He said he would have called the troops home, not sent more to Afghanistan, if he did not think the mission in Afghanistan was important enough to risk American lives.
"You've done your duty -- not just when it's easy," Obama said. "That's why you've inspired your fellow Americans. That's why you inspire me. That's why you've earned your place next to the very greatest of American generations."
After a lengthy strategy review last fall, Obama announced in December that he was ordering a troop surge in Afghanistan to target insurgents and secure key areas here.
"As commander-in-chief, I have determined that it is in our vital national interest to send an additional 30,000 U.S. troops to Afghanistan," the president said at the U.S. Military Academy at West Point on Dec. 1.

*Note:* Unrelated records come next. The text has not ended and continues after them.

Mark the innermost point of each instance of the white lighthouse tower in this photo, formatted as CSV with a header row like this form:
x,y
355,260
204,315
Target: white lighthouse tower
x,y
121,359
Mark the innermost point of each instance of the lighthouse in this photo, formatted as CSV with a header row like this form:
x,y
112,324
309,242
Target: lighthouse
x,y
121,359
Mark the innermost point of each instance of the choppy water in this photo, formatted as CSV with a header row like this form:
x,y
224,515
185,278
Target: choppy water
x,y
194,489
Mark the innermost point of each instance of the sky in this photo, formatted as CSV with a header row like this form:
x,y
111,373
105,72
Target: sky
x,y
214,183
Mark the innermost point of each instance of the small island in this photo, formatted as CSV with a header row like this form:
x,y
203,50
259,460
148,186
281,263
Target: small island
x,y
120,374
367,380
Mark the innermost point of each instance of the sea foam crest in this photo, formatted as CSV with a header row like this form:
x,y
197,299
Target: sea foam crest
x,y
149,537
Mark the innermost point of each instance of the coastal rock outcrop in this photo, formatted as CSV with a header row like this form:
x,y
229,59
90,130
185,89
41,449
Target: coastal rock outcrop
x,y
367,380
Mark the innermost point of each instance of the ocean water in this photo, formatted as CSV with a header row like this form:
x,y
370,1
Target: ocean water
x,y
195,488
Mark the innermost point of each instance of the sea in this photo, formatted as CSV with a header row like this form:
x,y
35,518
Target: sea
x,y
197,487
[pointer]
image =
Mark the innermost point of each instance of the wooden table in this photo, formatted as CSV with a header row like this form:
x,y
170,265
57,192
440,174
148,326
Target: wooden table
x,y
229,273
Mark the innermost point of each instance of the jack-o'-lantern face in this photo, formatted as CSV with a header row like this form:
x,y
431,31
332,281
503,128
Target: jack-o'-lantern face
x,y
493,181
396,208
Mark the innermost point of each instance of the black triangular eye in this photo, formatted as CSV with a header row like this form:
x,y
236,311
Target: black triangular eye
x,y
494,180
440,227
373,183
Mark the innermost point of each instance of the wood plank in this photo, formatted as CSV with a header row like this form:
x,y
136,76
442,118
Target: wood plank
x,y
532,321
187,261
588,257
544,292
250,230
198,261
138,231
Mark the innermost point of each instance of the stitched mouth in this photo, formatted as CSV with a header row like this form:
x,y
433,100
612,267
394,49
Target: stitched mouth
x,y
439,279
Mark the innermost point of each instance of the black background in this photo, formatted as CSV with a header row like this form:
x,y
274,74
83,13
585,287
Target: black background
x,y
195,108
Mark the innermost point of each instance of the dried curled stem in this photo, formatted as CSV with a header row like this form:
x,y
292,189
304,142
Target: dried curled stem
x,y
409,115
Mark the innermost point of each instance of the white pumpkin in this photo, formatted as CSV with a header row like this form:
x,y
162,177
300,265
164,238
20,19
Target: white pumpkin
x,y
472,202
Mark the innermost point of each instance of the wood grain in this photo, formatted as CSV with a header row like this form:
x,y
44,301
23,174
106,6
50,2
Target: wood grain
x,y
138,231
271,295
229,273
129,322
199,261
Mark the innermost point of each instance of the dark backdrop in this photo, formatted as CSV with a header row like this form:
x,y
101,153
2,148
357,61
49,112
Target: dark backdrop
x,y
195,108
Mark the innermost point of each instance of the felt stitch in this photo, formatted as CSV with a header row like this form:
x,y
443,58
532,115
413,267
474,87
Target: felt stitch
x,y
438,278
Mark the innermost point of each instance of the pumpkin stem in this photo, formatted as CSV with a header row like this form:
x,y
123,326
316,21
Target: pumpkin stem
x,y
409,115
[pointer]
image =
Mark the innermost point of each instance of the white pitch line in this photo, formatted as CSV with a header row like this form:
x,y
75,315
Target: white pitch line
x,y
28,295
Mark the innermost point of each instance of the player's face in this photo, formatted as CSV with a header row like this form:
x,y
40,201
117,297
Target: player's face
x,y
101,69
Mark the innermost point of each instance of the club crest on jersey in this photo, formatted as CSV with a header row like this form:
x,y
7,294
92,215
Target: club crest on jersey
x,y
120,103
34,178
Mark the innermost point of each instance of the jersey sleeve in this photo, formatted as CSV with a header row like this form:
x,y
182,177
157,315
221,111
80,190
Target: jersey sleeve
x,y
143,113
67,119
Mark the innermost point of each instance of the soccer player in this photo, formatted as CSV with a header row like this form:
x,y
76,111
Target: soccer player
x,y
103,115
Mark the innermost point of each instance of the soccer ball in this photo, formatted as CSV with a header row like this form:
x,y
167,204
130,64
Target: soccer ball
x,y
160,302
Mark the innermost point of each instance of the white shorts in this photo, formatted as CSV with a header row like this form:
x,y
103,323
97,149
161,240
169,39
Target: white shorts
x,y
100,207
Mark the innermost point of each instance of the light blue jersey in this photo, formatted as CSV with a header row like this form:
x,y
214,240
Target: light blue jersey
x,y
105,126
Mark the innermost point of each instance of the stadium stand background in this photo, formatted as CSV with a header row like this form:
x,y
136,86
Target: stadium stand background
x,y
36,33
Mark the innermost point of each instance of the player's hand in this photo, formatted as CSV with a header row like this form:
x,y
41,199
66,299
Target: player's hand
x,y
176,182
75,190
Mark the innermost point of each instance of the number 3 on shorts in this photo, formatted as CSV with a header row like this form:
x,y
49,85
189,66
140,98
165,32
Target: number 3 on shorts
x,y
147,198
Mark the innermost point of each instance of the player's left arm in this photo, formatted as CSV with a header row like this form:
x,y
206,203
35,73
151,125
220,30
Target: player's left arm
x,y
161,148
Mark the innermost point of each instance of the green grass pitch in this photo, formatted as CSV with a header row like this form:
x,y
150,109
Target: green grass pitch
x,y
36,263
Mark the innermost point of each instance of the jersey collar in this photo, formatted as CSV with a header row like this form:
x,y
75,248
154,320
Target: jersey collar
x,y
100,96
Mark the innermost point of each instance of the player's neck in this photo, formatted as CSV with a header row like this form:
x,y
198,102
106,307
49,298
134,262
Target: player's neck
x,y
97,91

"These are the resources that we need to seize the initiative while building the Afghan capacity that can allow for a responsible transition of our forces out of Afghanistan," he said.
The addition of 30,000 troops would bring the U.S. force in Afghanistan to about 98,000 troops, Gen. Douglas Lute, deputy national security advisor for Iraq and Afghanistan, said today.
There are currently about 80,000 Americans serving in Afghanistan, and the full surge force is expected to be in place by the end of the year.
In addition, there are 40,000 to 50,000 U.S.-allied coalition troops in Afghanistan.
In his December speech, Obama delivered a sober assessment of the security situation in Afghanistan and said the nation had "moved backwards" over the last several years because of the Taliban gaining momentum.
Knowing the concerns of the American people about getting into another open-ended conflict, Obama said that this troop surge would have a deadline -- "After 18 months, our troops will begin to come home," he said -- but said it is necessary to establish conditions for an accelerated transfer of security responsibility to Afghan forces.
"Just as we have done in Iraq, we will execute this transition responsibly, taking into account conditions on the ground," the president said.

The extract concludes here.